Cancer and Cannabis 1

Statistically, two in five Canadians will develop cancer in their lifetime. Cancer is an illness with no discrimination on who it affects. Most Canadian oncologists support the choice of recommending cannabis as a part of a treatment program for patients affected by cancer. In our pursuit of cancer treatments, the potential of this drug has been well documented. Promising research has indicated that cannabinoids can stop the spread and growth of many types of cancers. Moreover, there are over 100 scientific studies proving the effectiveness of its ability to cure cancer. Even though studies seem promising, clinical trials still must be completed before we can claim that cannabis is a cure for cancer.

Cannabis Cancer Research

A lot more research must be conducted before cannabis treatments can get through the preclinical phase. Cannabis has not undergone many clinical trials because of its association with street drugs. It’s difficult to research cannabis’ cancer benefits when it’s still illegal in most countries. In addition, many medical establishments around the world have not accepted cannabis as a proper form of medication.

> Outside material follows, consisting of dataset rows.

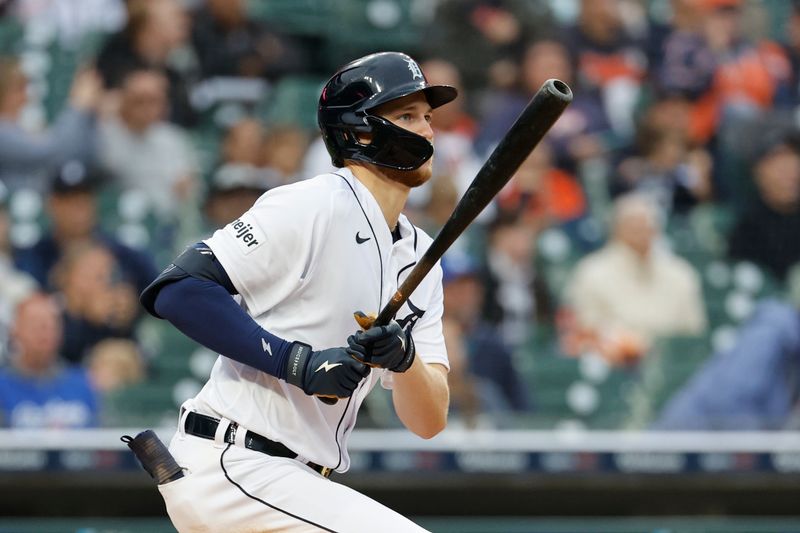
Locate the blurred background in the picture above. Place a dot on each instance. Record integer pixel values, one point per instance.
(622, 321)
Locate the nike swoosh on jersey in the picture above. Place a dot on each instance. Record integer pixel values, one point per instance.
(327, 366)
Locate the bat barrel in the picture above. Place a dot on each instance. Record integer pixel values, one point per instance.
(533, 123)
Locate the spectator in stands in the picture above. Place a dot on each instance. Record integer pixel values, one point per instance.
(283, 150)
(609, 61)
(72, 209)
(36, 389)
(790, 98)
(582, 132)
(156, 37)
(632, 291)
(485, 379)
(15, 285)
(27, 159)
(114, 364)
(98, 302)
(747, 77)
(664, 165)
(228, 43)
(542, 194)
(243, 142)
(517, 296)
(766, 232)
(484, 38)
(751, 385)
(455, 128)
(233, 190)
(144, 152)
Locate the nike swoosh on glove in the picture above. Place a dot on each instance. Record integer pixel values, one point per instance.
(386, 347)
(330, 372)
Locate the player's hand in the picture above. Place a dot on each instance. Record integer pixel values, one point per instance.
(332, 372)
(386, 347)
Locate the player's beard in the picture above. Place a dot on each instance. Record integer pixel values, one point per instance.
(411, 178)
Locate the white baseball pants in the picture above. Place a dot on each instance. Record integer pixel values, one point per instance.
(232, 489)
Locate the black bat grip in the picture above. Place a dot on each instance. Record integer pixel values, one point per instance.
(532, 124)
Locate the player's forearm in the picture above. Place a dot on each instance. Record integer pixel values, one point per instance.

There are limited opportunities and resources for researchers when cannabis is classified as a controlled substance.  However, the future of cannabis research looks promising, pending the legalization of cannabis in Canada. In anticipation of legalization in 2017, researchers predict Canada is positioned to become the world leader in cannabis research.

Cannabis in Canada

Access to cannabis for patients in Canada is improving; however, the cost is still an issue for many. Insurance companies will not cover the cost of prescriptions because additional medical proof is needed.  Laws are restricting the supply of cannabis, making it more expensive than it should be. Even though substantial progress has been achieved, there are still strict protocols in Canada for handling cannabis for medical purposes. The numerous requirements outlined by Health Canada make it difficult for cannabis to be produced and in turn distributed. Regulations for cannabis are unnecessarily tight; consequently, much needed research is stagnant.